It may seem hard to believe but Canada’s core inflation rate is down in February to lowest level since 1984 as reported by CBC. It’s now 0.90%.
Filling up my car at the gas pumps or buying groceries is certainly costing me more… So how can the inflation rate be lower be lower?
The Core inflation rate strips away food and energy costs resulting in a lower rate of inflation.
The Bank of Canada has a Target inflation rate of 2%. The Target range is 1% to 3%. When you combine a high Canadian $dollar that is at par with the $US dollar and this low inflation rate, the Bank of Canada less likely to raise the Target Rate….for now.
Here are a few forecasts… Citigroup says a rate hike will not take place in April but instead, July. And retired RBC Chief Economist, Patricia Croft says to watch the Bank of Canada 2 year bond yields for an indication of where the market thinks rates are headed.
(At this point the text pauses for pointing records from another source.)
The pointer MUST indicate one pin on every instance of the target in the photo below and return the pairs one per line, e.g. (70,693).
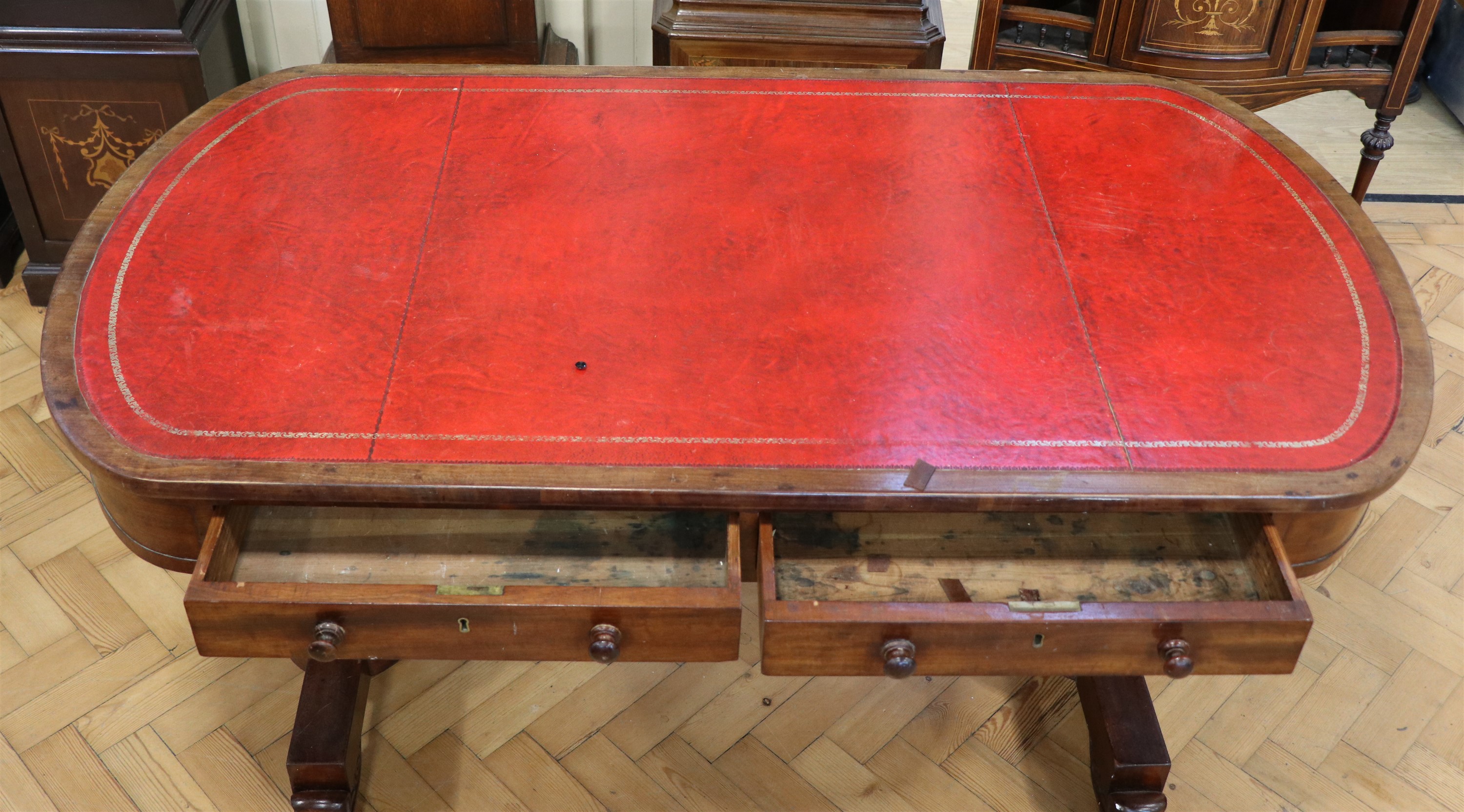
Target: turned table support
(325,748)
(1375,142)
(1125,744)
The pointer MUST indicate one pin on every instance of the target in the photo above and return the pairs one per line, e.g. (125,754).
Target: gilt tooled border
(1327,238)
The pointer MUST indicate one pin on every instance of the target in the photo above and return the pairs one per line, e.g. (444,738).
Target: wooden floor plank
(1028,716)
(741,707)
(615,780)
(768,780)
(1242,725)
(488,726)
(583,713)
(390,783)
(30,451)
(40,672)
(882,713)
(1374,714)
(1400,711)
(664,709)
(850,785)
(207,710)
(264,722)
(1059,773)
(153,697)
(425,717)
(72,774)
(1425,770)
(403,682)
(536,779)
(80,694)
(20,791)
(90,602)
(1224,783)
(999,785)
(151,594)
(691,780)
(460,779)
(920,782)
(1444,735)
(1375,785)
(27,609)
(959,711)
(1286,776)
(810,711)
(230,779)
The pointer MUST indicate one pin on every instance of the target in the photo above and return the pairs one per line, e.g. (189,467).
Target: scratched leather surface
(754,273)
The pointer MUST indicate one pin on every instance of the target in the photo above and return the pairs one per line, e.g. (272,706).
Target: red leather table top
(756,273)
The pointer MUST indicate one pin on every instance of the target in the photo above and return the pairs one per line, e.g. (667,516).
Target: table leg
(1375,142)
(1125,744)
(325,748)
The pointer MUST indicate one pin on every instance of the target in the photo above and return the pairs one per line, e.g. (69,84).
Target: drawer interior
(475,549)
(1024,558)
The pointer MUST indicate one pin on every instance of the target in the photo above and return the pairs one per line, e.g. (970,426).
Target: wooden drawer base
(1027,594)
(513,584)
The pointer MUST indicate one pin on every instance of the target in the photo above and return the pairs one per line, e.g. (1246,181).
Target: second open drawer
(421,583)
(1027,594)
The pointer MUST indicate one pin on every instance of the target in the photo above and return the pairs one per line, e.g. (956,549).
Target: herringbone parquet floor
(106,706)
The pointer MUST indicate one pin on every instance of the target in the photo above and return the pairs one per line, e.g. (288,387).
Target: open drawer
(422,583)
(1027,594)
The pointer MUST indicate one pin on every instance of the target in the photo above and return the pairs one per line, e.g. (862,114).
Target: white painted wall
(286,33)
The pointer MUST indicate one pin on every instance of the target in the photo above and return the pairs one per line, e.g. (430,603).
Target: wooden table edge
(463,483)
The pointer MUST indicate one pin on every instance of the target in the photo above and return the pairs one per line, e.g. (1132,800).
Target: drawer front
(238,624)
(469,584)
(1100,618)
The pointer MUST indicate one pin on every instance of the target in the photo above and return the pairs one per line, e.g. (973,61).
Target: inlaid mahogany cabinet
(492,399)
(1255,52)
(85,88)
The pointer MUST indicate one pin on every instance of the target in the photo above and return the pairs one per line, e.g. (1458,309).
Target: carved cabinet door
(1207,39)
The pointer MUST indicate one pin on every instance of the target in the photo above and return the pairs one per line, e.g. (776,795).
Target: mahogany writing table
(544,365)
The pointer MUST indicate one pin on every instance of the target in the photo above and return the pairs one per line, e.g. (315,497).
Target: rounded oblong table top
(787,286)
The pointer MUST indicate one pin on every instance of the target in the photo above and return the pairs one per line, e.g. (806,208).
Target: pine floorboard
(104,704)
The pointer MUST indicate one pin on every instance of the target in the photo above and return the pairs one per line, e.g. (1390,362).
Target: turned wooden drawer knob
(899,659)
(605,643)
(327,637)
(1178,663)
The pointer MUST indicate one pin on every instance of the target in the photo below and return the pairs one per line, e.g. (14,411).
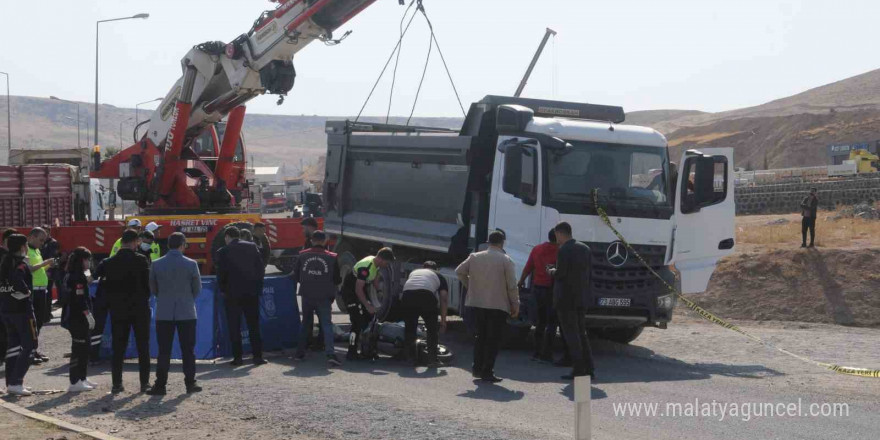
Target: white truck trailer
(521,166)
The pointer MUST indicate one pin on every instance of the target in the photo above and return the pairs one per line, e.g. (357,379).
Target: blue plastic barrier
(279,322)
(279,318)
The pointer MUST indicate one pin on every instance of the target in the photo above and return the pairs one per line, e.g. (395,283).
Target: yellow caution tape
(709,316)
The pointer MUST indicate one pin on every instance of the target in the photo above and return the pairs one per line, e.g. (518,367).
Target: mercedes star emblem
(616,254)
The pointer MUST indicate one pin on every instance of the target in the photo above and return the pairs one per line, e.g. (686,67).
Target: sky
(709,55)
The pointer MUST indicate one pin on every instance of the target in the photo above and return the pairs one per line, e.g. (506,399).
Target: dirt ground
(770,277)
(18,427)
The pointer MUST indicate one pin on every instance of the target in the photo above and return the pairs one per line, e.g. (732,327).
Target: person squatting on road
(17,311)
(354,293)
(571,295)
(40,284)
(240,272)
(809,207)
(541,257)
(77,318)
(490,278)
(176,282)
(426,295)
(317,272)
(125,292)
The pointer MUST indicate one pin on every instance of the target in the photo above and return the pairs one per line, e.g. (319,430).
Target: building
(839,153)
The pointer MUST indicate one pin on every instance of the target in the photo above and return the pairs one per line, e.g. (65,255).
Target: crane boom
(163,170)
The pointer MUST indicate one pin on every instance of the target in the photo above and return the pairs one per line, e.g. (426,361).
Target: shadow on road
(491,391)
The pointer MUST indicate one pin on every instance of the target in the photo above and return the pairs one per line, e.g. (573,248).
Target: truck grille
(630,278)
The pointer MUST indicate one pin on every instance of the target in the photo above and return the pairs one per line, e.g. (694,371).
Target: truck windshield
(632,180)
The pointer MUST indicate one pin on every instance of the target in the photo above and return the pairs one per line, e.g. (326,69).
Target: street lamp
(78,143)
(97,29)
(136,120)
(8,118)
(120,131)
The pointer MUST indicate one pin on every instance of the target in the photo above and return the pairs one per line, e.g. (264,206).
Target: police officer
(126,292)
(317,272)
(360,309)
(40,284)
(18,314)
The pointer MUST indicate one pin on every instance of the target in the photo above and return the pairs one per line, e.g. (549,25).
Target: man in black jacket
(317,272)
(126,289)
(571,295)
(240,273)
(809,207)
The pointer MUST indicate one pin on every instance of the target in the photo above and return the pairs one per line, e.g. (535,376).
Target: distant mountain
(786,132)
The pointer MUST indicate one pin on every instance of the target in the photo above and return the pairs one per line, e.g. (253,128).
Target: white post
(582,408)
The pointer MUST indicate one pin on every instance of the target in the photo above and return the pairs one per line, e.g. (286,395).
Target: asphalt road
(387,400)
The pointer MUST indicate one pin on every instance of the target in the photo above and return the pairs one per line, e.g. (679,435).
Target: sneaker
(491,378)
(333,361)
(79,387)
(18,390)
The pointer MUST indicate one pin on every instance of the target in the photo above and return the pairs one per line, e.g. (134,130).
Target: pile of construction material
(786,198)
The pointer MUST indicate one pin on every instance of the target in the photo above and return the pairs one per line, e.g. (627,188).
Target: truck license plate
(615,302)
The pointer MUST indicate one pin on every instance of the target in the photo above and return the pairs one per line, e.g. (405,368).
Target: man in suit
(176,282)
(490,278)
(125,282)
(240,279)
(571,295)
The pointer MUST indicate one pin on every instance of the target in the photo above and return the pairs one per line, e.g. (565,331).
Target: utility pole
(8,119)
(522,84)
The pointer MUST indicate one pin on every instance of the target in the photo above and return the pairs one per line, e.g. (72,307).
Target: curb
(56,422)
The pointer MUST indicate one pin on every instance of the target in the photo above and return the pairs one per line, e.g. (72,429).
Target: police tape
(709,316)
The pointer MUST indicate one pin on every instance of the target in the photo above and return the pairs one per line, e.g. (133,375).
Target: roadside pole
(582,413)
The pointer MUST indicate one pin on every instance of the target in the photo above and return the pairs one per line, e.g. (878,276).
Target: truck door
(704,215)
(516,196)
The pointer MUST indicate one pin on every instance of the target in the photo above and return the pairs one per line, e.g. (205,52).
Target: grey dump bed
(404,188)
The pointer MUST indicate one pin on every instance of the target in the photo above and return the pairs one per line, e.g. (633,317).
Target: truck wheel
(623,335)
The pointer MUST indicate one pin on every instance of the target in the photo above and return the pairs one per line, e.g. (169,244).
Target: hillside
(42,123)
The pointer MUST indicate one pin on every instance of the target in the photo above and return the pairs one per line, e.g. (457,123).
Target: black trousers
(21,338)
(186,336)
(122,327)
(808,223)
(421,304)
(79,348)
(574,329)
(490,328)
(100,313)
(547,322)
(250,307)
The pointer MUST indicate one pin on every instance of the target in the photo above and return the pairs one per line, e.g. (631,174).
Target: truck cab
(521,166)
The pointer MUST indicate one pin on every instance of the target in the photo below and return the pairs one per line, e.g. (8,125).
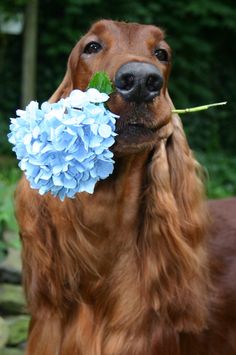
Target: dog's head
(137,59)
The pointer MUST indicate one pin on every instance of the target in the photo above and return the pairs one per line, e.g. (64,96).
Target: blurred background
(36,38)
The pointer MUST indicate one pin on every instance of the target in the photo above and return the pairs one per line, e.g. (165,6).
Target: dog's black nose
(139,82)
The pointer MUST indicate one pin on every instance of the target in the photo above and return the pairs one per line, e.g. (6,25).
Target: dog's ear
(186,182)
(68,82)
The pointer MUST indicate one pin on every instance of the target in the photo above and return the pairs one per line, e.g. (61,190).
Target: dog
(136,268)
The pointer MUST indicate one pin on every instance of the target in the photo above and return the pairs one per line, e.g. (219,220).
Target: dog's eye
(92,47)
(161,54)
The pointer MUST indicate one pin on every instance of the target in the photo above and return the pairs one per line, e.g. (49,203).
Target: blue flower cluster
(63,147)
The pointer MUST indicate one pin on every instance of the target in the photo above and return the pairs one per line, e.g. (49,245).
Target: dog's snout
(139,82)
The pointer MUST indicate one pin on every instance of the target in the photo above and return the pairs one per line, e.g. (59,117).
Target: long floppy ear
(186,179)
(172,239)
(68,81)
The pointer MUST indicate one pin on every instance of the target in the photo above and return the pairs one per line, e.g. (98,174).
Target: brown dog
(128,270)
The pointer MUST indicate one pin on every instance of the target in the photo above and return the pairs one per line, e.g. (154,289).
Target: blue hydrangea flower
(63,147)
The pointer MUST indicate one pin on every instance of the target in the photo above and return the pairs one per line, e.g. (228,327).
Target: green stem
(199,108)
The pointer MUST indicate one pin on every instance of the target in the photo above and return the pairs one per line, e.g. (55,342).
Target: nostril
(154,83)
(125,82)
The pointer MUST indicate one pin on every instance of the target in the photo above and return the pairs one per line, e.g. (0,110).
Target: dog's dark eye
(92,47)
(161,54)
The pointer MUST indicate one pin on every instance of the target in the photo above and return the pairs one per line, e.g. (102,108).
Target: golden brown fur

The yields have dropped from 1.90% to 1.68%. She says the market thinks rates won’t go up til October and only by 35bps. But she thinks we should be ready for summer rate hikes. The next few inflation reports will play a big part in the Bank of Canada’s future decisions.
I tend to agree with both forecasts… Summer rate hikes are likely…. but I’m not sure how high and how quickly these rate hikes will happen. We’ll be watching and reporting.